Let me be very clear—you’re not the only person wondering how to get their groove back. Relationships are living, breathing things that change and grow along with us, so it’s natural that our approach to sex and intimacy changes too. With your getaway coming up, I’ve got some tips to help you make it a special weekend for both of you:
Reflect on what you want. I hear how much you care about meeting your husband’s needs, but your needs are just as important. What kind of intimacy feels interesting or exciting to you? What has been in your way these past two years? Being confident about what you want and how you feel will make sure that you both have a good time and continue that connection, rather than falling back into another dry spell.
Talk to your husband.
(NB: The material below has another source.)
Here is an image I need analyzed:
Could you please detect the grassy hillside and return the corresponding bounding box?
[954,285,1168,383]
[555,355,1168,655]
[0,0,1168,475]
Rather than surprising him, start a conversation with him before your trip to share how you feel and learn what he would like. So much of intimacy is tied up in knowing that our partners are enjoying it as much as we are. Talking about things ahead of time gives you each the opportunity to share so that you have a truly mind-blowing weekend.
Come prepared. As we get older, our bodies change and we may need a little help to get things started. Erectile dysfunction, vaginal dryness—these are common experiences as we age, so consider talking to your husband about coming prepared for some romance.
Relax and have fun! After two years without sex, I can understand the pressure to “rock his world” on this vacation. Keep the atmosphere laid back and fun, be silly and take it one moment at a time. If your classic, go-to moves from earlier in your relationship aren’t doing the trick, give yourself permission to try something new together.
I’m confident that you guys will get your groove back and have a great time on your special getaway. What are you waiting for? Hang that Do Not Disturb sign on the door and enjoy!